Western Cape government is satisfied that the farm takes remedial measures to prevent pollution.
A complaint by neighbouring farmers of a compost stench has sparked a protracted David and Goliath standoff in impoverished De Doorns in the Western Cape, where a group of 130 desperate farm workers have vowed to continue producing mushrooms to save their jobs.
Trouble for Royal Mushrooms – a source of employment for many people – began in 2012 when three neighbouring farmers laid a complaint with the Breede Valley municipality, questing the zoning of the mushroom producer.
After a court found Royal Mushrooms complied with agricultural farming zone requirements, a series of complaints and charges about the mushroom farm being a source of an unbearable stench from its substrate preparation processes (compost), followed.
These included a complaint of Royal Mushrooms being responsible for “air pollution” and degradation in the De Doorns area, which led to an investigation by the Western Cape’s environmental and law enforcement department.
In a letter to farm owner Johannes Jacobs dated April 2019 – following an investigation into Royal Mushrooms – the department’s director, Achmad Bassier, wrote: “The farm activities do not constitute a listed activity in terms of the National Environmental Act and the 1998 Environmental Impact Assessment regulations.
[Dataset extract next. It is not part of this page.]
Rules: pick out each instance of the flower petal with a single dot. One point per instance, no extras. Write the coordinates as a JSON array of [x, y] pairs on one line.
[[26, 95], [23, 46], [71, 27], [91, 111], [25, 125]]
The pollution and degradation issue at the facility have ceased and the necessary remedial measures were undertaken to prevent such pollution and degradation of the environment from continuing.”
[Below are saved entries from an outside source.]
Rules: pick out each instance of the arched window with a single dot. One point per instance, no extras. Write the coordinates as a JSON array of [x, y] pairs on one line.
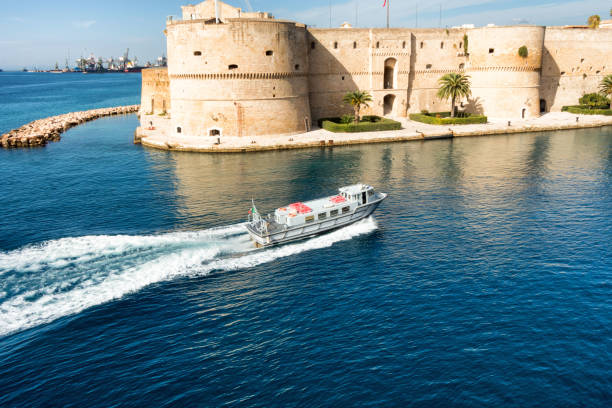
[[390, 74]]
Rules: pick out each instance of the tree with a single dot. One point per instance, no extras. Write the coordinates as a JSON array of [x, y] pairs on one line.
[[594, 21], [606, 85], [454, 86], [594, 101], [358, 99]]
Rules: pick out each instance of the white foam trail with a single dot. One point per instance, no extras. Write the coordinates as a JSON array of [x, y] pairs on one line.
[[58, 253], [42, 303]]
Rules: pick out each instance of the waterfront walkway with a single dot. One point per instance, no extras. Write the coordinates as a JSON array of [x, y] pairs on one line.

The assessment followed a 2016 high court judgment ordering Royal Mushrooms to take reasonable steps to abate any nuisance caused by its activities.
According to farm manager James Godloza, Royal Mushrooms has implemented all the steps required, most of which are standard practice in any mushroom farm.
“We are appealing for any assistance because our right to employment has been disregarded,” he said.